Supporting demolitions does not mean supporting inhumanity. The process must be firm but fair:

1. Due process and notice: NEMA, KCCA, and local governments should issue clear warnings, mark illegal structures, and give reasonable time to vacate. No more surprise evictions at 3 a.m.

2. Target the real culprits: Often, powerful developers grab wetlands and sell plots to unsuspecting low-income families. Demolitions should be followed by prosecution of the original land grabbers and corrupt officials who issued fake titles.

3. Restore and protect: After demolition, wetlands must be replanted, reserves fenced, and forests restored. Otherwise, re-encroachment happens in months.

4. Provide alternatives: For poor families misled into buying wetland plots, government should work with NGOs to provide low-cost housing options. But we cannot regularize every illegality: that just encourages more.

Our Role as Citizens

1. Stop buying illegal land: If a plot is in a wetland or road reserve, it’s cheap for a reason. No title is worth your house being demolished.
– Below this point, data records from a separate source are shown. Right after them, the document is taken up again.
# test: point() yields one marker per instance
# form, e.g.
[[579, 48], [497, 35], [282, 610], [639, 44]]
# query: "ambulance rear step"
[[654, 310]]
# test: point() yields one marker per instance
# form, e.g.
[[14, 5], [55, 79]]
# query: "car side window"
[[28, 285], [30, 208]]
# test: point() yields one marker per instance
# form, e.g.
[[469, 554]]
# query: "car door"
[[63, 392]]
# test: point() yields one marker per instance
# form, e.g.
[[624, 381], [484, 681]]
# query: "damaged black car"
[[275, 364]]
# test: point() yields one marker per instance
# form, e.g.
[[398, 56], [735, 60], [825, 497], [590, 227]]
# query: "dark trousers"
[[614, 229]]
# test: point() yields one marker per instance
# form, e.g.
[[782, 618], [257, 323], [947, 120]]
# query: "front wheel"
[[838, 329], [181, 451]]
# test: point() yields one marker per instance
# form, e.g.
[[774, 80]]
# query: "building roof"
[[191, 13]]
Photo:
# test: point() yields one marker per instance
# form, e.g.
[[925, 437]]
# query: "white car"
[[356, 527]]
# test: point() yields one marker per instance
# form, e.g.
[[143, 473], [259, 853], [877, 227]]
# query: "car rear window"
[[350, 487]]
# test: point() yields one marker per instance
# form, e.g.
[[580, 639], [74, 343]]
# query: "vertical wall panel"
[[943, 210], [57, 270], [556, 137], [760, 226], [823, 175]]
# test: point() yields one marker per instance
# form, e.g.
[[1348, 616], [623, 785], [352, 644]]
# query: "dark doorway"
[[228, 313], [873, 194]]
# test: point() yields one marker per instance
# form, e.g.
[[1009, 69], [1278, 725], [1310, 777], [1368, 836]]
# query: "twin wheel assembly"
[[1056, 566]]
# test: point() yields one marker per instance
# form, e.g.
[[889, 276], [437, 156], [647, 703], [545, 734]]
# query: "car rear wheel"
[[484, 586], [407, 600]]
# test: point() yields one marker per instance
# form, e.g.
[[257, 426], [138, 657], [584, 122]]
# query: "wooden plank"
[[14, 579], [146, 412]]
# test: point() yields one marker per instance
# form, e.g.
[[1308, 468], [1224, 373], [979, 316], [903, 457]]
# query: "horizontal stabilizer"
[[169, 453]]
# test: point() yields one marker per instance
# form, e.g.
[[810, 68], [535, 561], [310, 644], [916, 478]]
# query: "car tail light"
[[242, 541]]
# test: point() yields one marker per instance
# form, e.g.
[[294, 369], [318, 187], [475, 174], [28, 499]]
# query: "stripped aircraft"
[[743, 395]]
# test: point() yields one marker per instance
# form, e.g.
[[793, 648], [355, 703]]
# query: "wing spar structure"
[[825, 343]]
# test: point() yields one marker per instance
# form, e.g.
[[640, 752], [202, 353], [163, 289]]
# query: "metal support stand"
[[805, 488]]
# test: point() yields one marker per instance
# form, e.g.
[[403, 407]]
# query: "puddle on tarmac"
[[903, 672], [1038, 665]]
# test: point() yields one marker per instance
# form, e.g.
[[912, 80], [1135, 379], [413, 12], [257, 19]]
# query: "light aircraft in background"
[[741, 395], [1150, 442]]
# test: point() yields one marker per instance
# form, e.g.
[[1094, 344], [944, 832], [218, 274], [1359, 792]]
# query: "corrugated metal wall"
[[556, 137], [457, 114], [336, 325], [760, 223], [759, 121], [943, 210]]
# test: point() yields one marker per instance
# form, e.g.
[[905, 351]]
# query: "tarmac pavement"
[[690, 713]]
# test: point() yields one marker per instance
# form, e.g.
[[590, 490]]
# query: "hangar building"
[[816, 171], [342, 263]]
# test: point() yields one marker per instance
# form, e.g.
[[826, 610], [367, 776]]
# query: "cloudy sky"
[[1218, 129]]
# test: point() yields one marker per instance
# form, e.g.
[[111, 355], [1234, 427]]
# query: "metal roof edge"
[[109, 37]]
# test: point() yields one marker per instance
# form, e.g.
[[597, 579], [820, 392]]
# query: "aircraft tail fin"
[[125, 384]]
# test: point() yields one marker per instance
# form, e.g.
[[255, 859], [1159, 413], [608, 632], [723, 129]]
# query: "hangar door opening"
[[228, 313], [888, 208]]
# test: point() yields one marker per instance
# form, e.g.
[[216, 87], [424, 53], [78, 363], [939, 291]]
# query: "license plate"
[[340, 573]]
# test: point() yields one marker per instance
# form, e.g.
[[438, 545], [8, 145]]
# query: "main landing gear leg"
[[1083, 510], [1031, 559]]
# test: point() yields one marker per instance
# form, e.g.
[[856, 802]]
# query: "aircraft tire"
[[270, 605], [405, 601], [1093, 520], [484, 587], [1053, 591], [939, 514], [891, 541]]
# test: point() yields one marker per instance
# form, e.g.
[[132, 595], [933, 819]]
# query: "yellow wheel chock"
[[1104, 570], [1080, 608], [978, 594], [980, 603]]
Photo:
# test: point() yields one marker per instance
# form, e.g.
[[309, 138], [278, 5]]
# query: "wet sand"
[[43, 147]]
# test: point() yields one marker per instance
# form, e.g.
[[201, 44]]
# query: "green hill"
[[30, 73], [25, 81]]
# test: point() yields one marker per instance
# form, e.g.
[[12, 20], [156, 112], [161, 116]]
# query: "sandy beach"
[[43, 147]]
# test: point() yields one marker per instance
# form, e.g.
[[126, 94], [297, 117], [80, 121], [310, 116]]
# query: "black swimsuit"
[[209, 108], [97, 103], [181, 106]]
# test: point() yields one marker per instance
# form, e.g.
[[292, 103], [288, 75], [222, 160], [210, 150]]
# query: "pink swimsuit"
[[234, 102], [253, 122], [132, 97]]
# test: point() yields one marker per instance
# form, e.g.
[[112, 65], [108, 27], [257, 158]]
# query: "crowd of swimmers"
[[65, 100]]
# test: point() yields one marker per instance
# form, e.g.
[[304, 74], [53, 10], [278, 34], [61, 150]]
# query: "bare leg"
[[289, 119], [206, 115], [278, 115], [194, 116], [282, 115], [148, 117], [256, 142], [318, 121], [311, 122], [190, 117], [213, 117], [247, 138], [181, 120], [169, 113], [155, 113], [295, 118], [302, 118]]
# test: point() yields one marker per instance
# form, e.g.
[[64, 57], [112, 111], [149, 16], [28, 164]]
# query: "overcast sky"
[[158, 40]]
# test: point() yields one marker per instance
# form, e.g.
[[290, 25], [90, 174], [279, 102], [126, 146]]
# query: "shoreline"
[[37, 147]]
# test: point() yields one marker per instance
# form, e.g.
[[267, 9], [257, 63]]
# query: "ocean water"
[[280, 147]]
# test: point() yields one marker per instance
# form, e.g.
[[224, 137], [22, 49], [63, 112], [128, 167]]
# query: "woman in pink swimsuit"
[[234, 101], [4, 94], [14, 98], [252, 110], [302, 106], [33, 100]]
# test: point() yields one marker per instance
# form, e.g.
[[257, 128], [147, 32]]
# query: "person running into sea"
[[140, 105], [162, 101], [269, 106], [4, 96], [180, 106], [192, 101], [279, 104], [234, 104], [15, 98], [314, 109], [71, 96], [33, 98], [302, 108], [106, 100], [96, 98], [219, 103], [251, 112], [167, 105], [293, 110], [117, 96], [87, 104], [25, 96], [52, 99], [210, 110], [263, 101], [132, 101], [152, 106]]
2. Report encroachment early: See dumping of murram in a wetland? Call NEMA’s toll-free line 0800 144 444. Early reporting prevents investment in illegal structures.

3. Demand political will: Leaders who defend illegal construction for votes are mortgaging our children’s future. Hold them accountable.
4. Change the mindset: An organized city with green spaces, working drainage, and wide roads benefits everyone: landlords, tenants, boda riders, and market vendors alike.

Conclusion

No one enjoys seeing a building brought down. But Uganda cannot achieve Vision 2040 or a middle-income status with flooded cities, impassable roads, and dead lakes. Demolishing illegal structures in wetlands, road reserves, and forests is not destruction: it is correction. It is choosing long-term safety over short-term convenience.

The Government must act boldly, transparently, and humanely. And we, the people, must support them. Because a well-organized, sustainable Uganda benefits all of us.